The Organization for Cooperation and Economic Development has released a study showing that while the gap between the rich and poor in most Latin American countries has decreased, inequality in Costa Rica is on the rise.
Though Costa Rica is a leader among Latin American nations in a number of social indicators, since the mid-1990s the inequality indicator has risen exponentially, according to standards outlined by the OECD in its study titled, "Fiscal Policy Analysis of Costa Rica for 2017."
The report reads, in part, that the “limited” amount of funds obtained through tax collection is one of the factors that explains the difference between “before and after tax transfers” in Costa Rica compared to other countries.
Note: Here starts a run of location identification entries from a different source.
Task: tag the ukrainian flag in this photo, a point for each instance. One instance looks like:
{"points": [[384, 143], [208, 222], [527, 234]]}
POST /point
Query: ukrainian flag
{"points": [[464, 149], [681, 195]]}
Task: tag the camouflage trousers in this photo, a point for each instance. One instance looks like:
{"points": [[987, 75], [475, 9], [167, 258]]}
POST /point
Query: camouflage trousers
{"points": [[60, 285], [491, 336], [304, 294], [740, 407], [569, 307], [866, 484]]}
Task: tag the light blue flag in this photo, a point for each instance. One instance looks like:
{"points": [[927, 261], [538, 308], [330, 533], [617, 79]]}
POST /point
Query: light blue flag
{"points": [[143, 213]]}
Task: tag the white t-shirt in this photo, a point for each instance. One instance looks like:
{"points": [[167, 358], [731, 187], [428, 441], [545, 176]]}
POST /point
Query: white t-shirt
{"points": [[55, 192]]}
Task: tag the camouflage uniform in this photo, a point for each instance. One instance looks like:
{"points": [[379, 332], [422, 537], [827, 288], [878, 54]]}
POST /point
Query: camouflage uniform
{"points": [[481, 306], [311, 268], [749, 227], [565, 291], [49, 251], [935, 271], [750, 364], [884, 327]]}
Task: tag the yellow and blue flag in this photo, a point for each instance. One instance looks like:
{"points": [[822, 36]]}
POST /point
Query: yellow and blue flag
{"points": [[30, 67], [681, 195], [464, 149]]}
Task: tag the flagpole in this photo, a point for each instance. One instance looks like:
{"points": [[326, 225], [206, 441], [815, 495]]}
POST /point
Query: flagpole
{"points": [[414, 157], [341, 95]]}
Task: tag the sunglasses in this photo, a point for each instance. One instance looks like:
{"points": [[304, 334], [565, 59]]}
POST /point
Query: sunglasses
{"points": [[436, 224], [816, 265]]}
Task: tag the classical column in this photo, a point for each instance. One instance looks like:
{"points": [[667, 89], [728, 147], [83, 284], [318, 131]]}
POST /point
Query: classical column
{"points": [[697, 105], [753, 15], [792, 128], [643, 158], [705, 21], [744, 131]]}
It also clarifies that the Central American nation's tax code incorporates little mechanisms for reducing inequality between high and low wage earners.
While the country's income tax system is progressive, the minimal financial resources obtained from its collection hinders the way in which incomes are equitably distributed, according to Prensa Latina.
The OECD further explains that the average rates of income tax collection are very low, even for taxpayers in the wealthier segments of the distribution of income, as the average rate for the higher deciles is approximately 4.5 percent. The figure falls well short of the legal value of 15 percent.
This rate is also low compared to actual personal income tax rates of the highest income deciles in other countries of Latin American and the Caribbean region the report noted.